元OMP団員で、当時新潟フィルハーモー合唱団に所属していた舘野さんが新しい合唱団を作ろうと声をかけはじめたのが1984年10月。
 新潟フィルの何人かのメンバー(遠藤さん、古野間さん、村松さん)と、
新潟大学合唱団の団員(中静(中林)さん、三宅さん、宗村さん、吉田さんなど)を引き連れ実際に旗を揚げたのが1985年1月15日でした。
 この日を祝う伝統が、「団内コンサート」として残っていました(2007年1月現在、団内コンサートは行われていません)。

 三宅さんは書きます。

『(舘野さんは)フィルのうまさを認めながらも、栗山さんの創る音楽とのへだたりを感じ、結局ユートライへとつながったわけです。全く知りませんでした。彼が栗山さんにあこがれていたなんて…。

「ターゲットは栗山文昭」

「弥彦」に参加し、ユートライと同じ頃つくられたUSA、ちょっと前にできたカロスの人々と交流し、KYU Friendly Concertの実現、「刺激があった方が伸びる。いい体験をすることでうまくなる」と考えた舘野さんは、とにかくいろんな企画をユートライに持込み、みんなからブーブー言われていました。かくして「事後承諾の舘野、後始末のまどか(初代副団長)」。

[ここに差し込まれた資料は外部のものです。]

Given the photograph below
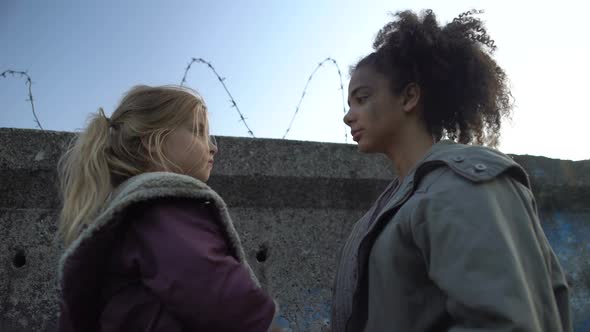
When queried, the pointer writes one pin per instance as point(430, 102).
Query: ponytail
point(85, 177)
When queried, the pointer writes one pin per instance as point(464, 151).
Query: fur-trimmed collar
point(149, 186)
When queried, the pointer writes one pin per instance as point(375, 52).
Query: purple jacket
point(165, 264)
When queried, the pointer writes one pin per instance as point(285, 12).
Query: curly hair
point(465, 94)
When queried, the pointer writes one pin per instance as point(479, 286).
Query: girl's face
point(190, 148)
point(376, 114)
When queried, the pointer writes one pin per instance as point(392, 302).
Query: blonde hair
point(110, 151)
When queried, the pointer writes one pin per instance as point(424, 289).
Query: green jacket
point(459, 247)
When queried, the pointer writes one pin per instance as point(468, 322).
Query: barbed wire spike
point(29, 83)
point(221, 80)
point(297, 108)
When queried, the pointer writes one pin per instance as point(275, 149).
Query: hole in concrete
point(262, 253)
point(19, 259)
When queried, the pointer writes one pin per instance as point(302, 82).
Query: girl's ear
point(410, 97)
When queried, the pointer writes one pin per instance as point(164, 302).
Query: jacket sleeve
point(485, 250)
point(183, 258)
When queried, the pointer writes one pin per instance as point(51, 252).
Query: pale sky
point(82, 56)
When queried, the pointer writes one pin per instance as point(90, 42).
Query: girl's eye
point(361, 99)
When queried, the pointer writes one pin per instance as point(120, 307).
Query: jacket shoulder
point(476, 164)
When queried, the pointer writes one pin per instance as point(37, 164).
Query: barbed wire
point(29, 83)
point(331, 60)
point(221, 80)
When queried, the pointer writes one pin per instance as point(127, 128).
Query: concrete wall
point(293, 204)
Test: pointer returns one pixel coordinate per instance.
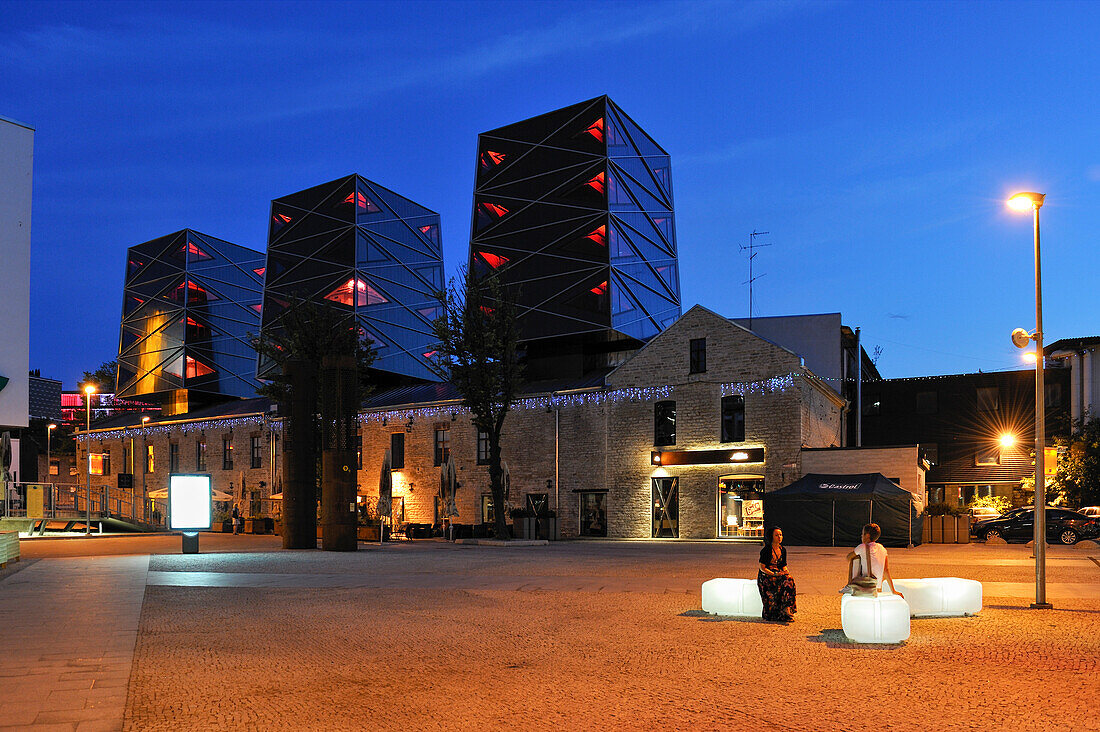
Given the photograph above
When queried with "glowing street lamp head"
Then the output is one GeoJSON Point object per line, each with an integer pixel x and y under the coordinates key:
{"type": "Point", "coordinates": [1026, 200]}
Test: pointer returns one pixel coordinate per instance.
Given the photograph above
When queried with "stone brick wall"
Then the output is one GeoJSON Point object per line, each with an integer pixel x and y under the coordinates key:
{"type": "Point", "coordinates": [228, 481]}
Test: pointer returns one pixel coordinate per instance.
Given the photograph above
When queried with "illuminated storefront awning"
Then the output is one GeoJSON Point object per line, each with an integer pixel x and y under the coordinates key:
{"type": "Point", "coordinates": [707, 457]}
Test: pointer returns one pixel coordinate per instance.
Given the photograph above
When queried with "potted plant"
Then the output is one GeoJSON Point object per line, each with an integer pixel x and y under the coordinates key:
{"type": "Point", "coordinates": [222, 522]}
{"type": "Point", "coordinates": [523, 524]}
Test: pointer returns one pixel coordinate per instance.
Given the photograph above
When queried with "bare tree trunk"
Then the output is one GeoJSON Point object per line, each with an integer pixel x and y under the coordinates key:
{"type": "Point", "coordinates": [299, 459]}
{"type": "Point", "coordinates": [339, 410]}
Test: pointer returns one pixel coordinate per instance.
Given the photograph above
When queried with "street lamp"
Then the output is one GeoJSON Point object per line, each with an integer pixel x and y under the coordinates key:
{"type": "Point", "coordinates": [88, 391]}
{"type": "Point", "coordinates": [1032, 201]}
{"type": "Point", "coordinates": [144, 466]}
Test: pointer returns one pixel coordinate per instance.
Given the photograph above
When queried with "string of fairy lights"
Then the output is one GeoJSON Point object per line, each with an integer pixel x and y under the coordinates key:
{"type": "Point", "coordinates": [771, 385]}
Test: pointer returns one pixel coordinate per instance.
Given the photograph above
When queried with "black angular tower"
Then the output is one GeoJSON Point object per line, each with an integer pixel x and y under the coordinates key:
{"type": "Point", "coordinates": [189, 303]}
{"type": "Point", "coordinates": [369, 250]}
{"type": "Point", "coordinates": [573, 209]}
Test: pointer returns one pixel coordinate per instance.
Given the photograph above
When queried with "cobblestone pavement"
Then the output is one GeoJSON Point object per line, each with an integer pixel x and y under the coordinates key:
{"type": "Point", "coordinates": [583, 635]}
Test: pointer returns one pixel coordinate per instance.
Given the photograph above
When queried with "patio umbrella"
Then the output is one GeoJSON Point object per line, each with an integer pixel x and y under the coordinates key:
{"type": "Point", "coordinates": [452, 487]}
{"type": "Point", "coordinates": [386, 487]}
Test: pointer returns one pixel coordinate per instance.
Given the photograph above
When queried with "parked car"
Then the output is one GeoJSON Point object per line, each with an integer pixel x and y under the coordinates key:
{"type": "Point", "coordinates": [1062, 525]}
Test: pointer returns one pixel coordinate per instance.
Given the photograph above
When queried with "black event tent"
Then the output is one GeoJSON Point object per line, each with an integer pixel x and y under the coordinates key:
{"type": "Point", "coordinates": [821, 510]}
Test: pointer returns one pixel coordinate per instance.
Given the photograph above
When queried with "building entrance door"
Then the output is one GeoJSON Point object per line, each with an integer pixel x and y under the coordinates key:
{"type": "Point", "coordinates": [740, 506]}
{"type": "Point", "coordinates": [666, 494]}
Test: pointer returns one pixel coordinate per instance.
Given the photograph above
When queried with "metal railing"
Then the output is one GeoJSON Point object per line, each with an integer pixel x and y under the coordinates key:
{"type": "Point", "coordinates": [70, 502]}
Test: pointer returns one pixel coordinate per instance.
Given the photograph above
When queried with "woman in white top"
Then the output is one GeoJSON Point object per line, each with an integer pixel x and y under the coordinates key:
{"type": "Point", "coordinates": [879, 561]}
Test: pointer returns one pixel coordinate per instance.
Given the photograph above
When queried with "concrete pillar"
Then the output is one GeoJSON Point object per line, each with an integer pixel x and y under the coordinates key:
{"type": "Point", "coordinates": [299, 458]}
{"type": "Point", "coordinates": [1087, 382]}
{"type": "Point", "coordinates": [339, 413]}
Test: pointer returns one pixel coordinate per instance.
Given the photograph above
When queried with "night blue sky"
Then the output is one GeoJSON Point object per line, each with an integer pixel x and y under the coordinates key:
{"type": "Point", "coordinates": [876, 142]}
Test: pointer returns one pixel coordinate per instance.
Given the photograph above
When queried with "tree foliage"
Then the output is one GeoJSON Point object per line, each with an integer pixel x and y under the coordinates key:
{"type": "Point", "coordinates": [1077, 482]}
{"type": "Point", "coordinates": [307, 332]}
{"type": "Point", "coordinates": [479, 336]}
{"type": "Point", "coordinates": [103, 377]}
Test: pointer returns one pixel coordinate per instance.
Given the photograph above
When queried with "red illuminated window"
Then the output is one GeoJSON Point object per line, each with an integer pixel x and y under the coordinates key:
{"type": "Point", "coordinates": [358, 293]}
{"type": "Point", "coordinates": [494, 260]}
{"type": "Point", "coordinates": [197, 368]}
{"type": "Point", "coordinates": [596, 129]}
{"type": "Point", "coordinates": [196, 253]}
{"type": "Point", "coordinates": [495, 209]}
{"type": "Point", "coordinates": [196, 294]}
{"type": "Point", "coordinates": [491, 159]}
{"type": "Point", "coordinates": [362, 201]}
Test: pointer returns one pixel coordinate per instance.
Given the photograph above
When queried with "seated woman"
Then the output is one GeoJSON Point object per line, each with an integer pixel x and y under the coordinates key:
{"type": "Point", "coordinates": [872, 555]}
{"type": "Point", "coordinates": [773, 580]}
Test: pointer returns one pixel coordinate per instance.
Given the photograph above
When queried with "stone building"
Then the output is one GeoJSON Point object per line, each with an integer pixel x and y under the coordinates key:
{"type": "Point", "coordinates": [679, 440]}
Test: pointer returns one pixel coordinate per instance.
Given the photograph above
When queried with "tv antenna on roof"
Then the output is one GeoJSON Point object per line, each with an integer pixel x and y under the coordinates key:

「ユートライで一番印象に残っていることは?」と聞くと、即座に「代々木公園でコンクールの前日歌った<地球へのバラード>と答えが。ピクニック気分で公園でお弁当を食べ、様々なゲームをし、自然やユートライのメンバーのぬくもりを感じた後、輪になって歌ったその歌でみんなひとつになれたと感じたという。』

技術的には栗山さんの合唱団に及ばなくても、メンタルな面ではよい演奏をしたい、それがUSAやカロス(どちらも栗山さんの合唱団)に影響を与えることがあったら、という夢があったといいます。

現在のユートライはUSAやカロスに何かをもたらすような合唱団ではありませんし、ユートライの目指すものも、「コンクール新潟一、夢は全国一」を目指す合唱団という舘野さんのイメジからは既に離れている気がします。しかし、舘野さんたちの熱い心と高い眼差しを忘れないでほしいということでしょう、三宅さんは元気のなかった一時期のユートライに向けて出した「ユートライ創世記」という檄文(あじびら(^o^))を次のように結んでいます。

『舘野さんの一週間は、日曜日の17:30(以前の練習開始日時)からのユートライのためにあとの6日間が存在していたようです。すごい! ユートライはいろんな意味で刺激的だったと彼は回想しています。何か事を起こすと団員に様々な反応がおこる。それがみんなに受け入れられようが、られまいが、団員ひとりひとりにとって刺激になる。それをみるのが楽しかったと。』